Обнаженная натура - страница 18
Через два дня он засиделся с ней за бутылкой сухого вина и как-то неожиданно для себя остался ночевать на даче ее родителей в поселке Красный богатырь.
А теперь вот женись…
«Ты куда, дорогой?..» «Да так, прогуляться, поразмышлять в одиночестве…» «Ну тогда и я с тобой!» — и под локоть, и тащи ее, приноравливайся к ее гусиному шагу…
Или: «Мне кажется тебе стоит надеть вот этот галстук.» «Да не ношу я никаких галстуков! Презираю их!..» «Отчего же, дорогой, тебе так идет…» «Оттого, что масонский символ, да будет тебе известно!..» «Глупость какая, все носят приличные люди…»
Тяжко вздохнув, Родионов поглядел на часы и поднялся. Долго отряхивался от приставшего сора, перемогая деревянную боль в онемевшем локте. Не заметил, когда успел отлежать. Душа его была изнурена бесплодными и утомительными спорами с призраками.
Затрещали сухие ветки под чьими-то ногами. Из придорожных зарослей выступили задом две фигуры, волоча по земле что-то тяжелое, завернутое в серую мешковину.
— Не видь! — бросил один из них, косо зыркнув на Родионова из-под насупленных бровей.
И две фигуры снова скрылись в чаще, медленно уволакивая за собою свой груз.
А на платформе уже толпилось десятка два людей и все они показались Павлу свободными и беззаботными. На скамейке у кассы, пригревшись на солнышке, дремала давешняя баба с гамбургерами и хотдогами, пододвинув к себе ящик на колесах. Рядом стоял рыжий станционный пес и, помахивая хвостом, не отрываясь глядел на сонную бабу.
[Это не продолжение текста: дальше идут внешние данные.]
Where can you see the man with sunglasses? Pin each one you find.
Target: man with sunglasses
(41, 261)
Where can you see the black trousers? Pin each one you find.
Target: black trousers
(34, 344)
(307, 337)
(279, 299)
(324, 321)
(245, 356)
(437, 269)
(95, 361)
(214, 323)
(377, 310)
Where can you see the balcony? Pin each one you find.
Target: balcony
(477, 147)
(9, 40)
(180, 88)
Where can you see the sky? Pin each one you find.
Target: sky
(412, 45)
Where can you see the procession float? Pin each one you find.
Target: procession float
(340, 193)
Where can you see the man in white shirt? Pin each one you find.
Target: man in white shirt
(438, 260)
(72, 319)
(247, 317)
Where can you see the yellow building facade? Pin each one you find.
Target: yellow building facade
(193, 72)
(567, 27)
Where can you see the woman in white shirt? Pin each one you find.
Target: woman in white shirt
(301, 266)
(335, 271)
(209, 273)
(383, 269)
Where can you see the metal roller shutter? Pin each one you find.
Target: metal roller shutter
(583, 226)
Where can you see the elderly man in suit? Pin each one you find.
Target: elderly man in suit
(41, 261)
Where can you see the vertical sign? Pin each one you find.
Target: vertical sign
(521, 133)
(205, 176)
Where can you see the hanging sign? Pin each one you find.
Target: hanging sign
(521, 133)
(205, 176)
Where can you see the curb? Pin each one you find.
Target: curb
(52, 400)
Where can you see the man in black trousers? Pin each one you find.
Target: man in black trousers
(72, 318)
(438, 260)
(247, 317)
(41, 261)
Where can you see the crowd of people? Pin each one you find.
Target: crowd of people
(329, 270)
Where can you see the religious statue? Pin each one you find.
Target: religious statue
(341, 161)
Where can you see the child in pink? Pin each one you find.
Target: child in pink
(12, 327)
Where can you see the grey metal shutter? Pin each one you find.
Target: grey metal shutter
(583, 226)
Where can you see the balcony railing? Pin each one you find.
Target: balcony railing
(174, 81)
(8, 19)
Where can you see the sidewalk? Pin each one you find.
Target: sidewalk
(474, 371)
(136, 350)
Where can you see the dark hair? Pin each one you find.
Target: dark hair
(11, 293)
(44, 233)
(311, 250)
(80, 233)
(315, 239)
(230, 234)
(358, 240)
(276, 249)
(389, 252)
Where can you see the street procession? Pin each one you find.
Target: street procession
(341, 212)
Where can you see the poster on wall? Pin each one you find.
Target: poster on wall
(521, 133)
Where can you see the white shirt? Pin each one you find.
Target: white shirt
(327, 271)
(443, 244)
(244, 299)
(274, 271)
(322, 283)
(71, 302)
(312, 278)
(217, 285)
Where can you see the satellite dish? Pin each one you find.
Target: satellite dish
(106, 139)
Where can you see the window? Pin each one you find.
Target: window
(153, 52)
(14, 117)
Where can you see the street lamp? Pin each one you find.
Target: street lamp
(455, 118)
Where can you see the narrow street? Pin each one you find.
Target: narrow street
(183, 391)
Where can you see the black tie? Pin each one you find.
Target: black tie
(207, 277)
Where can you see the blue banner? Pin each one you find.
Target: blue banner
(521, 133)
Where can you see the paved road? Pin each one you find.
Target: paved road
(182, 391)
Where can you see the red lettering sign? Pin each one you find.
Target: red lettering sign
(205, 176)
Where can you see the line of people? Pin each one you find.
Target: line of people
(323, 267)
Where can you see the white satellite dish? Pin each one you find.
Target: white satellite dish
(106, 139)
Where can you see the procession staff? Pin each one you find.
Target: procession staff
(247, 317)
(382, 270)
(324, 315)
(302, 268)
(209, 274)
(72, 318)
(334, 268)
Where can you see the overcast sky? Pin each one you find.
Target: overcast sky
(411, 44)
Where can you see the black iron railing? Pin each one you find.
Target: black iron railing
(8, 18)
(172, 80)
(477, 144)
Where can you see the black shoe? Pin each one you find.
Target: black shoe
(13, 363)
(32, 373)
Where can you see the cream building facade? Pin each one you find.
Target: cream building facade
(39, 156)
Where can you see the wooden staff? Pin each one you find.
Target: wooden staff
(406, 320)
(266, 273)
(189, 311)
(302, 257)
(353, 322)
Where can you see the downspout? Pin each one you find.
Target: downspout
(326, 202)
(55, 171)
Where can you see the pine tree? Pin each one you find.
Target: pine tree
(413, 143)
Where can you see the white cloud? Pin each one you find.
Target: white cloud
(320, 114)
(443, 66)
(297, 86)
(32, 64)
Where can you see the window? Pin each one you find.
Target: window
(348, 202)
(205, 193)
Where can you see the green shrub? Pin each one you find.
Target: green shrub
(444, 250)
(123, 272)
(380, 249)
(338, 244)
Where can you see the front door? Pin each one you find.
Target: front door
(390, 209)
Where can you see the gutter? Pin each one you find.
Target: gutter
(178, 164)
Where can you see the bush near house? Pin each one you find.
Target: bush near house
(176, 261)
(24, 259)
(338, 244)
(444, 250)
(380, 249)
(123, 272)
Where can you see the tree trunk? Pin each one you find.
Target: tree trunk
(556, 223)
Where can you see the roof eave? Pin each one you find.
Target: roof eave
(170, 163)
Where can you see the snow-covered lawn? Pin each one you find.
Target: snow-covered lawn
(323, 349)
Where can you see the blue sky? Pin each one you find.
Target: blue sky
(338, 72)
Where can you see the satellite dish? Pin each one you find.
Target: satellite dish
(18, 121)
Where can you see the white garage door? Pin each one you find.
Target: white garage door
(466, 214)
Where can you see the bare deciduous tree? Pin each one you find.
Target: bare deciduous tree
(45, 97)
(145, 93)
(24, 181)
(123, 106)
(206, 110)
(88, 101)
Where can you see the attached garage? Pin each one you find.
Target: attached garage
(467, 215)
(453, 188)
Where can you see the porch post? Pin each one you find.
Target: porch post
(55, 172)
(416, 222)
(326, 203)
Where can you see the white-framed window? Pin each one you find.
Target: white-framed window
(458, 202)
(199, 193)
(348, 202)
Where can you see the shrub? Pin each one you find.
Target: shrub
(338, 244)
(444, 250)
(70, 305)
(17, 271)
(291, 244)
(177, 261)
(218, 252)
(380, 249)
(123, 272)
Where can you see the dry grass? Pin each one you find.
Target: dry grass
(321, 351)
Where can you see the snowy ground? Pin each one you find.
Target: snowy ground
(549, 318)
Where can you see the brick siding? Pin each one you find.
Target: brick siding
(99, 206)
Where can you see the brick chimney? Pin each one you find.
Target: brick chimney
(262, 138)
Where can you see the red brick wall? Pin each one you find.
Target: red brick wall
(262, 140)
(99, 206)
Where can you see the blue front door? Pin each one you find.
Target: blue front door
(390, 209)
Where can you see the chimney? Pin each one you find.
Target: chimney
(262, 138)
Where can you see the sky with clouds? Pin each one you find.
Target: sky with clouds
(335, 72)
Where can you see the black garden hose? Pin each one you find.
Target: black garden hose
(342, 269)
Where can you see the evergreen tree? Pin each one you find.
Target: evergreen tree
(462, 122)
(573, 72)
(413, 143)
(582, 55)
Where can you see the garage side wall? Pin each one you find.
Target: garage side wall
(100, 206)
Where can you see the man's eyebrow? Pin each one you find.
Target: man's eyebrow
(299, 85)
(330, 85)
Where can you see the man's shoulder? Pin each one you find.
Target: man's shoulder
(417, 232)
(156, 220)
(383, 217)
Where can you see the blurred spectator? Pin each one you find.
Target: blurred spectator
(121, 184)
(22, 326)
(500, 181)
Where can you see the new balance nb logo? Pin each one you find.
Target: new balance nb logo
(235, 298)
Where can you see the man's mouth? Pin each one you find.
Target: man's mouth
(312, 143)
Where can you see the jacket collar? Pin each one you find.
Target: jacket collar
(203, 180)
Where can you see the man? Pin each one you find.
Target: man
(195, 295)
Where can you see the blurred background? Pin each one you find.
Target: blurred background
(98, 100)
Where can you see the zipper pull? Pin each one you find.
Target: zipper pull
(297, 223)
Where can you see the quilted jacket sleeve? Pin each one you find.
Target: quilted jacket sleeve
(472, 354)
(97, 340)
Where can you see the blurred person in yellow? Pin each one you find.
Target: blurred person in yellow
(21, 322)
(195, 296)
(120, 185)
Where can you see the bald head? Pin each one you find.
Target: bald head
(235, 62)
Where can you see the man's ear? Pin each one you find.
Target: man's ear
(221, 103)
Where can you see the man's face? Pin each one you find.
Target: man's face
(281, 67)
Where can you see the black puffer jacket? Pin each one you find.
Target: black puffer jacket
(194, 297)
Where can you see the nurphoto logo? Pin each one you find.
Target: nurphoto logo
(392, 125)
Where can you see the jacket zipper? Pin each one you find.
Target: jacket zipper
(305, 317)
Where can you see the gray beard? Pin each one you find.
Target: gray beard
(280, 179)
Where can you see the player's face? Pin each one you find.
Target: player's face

«Хот дог — горячая собака — рыжий пес — собаки съедобны…» — сама собою связалась логическая цепочка и тут же рассыпалась без следа, но какой-то другой частью сознания Родионов отметил появление этой неожиданной цепочки, вздрогнул и замедлил шаг, вспомнив одну из самых навязчивых своих мыслей, которую считал вернейшей, чувствовал ее истинность, но никак доказать и объяснить не мог даже самому себе. Это было как бы профессиональное опытное знание о том, что всякая человеческая жизнь подчинена недоступной для ума логике. И любое событие в ней, любое слово не случается и не произносится даром, рано или поздно отзовется неожиданным эхом. Более того — всякая мысль, задержавшаяся в голове, не проходит бесследно, а обязательно сделает попытку материализоваться, обрасти плотью, зацепиться за жизнь и укорениться в ней. Чудаковатый провинциальный мечтатель, лелеющий в безвестной глухомани трактат о справедливом социальном переустройстве, отнюдь не так безвреден, как думают о нем копающиеся на своих грядках соседи. Любая бредовая и страшная его идея в конце концов проклюнется где-нибудь на земле, в Уругвае или в Родезии, и долго будет мучить людей, напитываясь кровью и злобой, пока не издохнет сама собою среди развалин и опустошения ею же и произведенных…
Странное тревожное и беспокойное настроение овладевало им, он чувствовал себя так, словно неожиданно потерял цельность, распался на части, и каждая его часть живет отдельно и самостоятельно. Одна щурится на солнышке, беззаботно и без всякой мысли, другая думает по-кабинетному, третья ждет электричку, четвертая тоскует и мучится, пятая глядит на рыжего пса, шестая вразвалочку движется по платформе, седьмая ненавидит… Боже мой, — думал он, — и все из-за каких-то ничтожных досадных мелочей. Избави Бог человека от мелких и пакостных страданий. Да лучше бы я влюбился смертельно, страдал и мучился по-настоящему! Именно так! — загадал он, не подозревая в тот момент, что заступил уже за роковую черту, и смутная тень будущего уже надвигается на него. Тревога и беспокойство витали в воздухе, носилась над платформой стая ворон и не знала, куда ей сесть…
Платформа была загажена плевками, замусорена окурками и шелухой от семечек.
И от всего вот этого мне нужно уходить, тосковал Родионов, от всей этой прекрасной вольной жизни…
В эту минуту со свистом и ветром к платформе подлетела электричка.
В этот день Родионову так и не удалось узнать «Откуда у Бориса деньги?» Тот же самый старик в очках и та же тетка снова настигли его в тамбуре, причем в самый обидный момент, когда поезд уже начинал притормаживать на подходе к конечной станции. Трясущимися от обиды руками вытащил он горсть мелких купюр (а руки-то в дерьме! — мелькнула злорадная мыслишка) и протянул их старику. Поезд дернулся, Родионов покачнулся, выронил из-под локтя газету, и деньги его рассыпались по полу.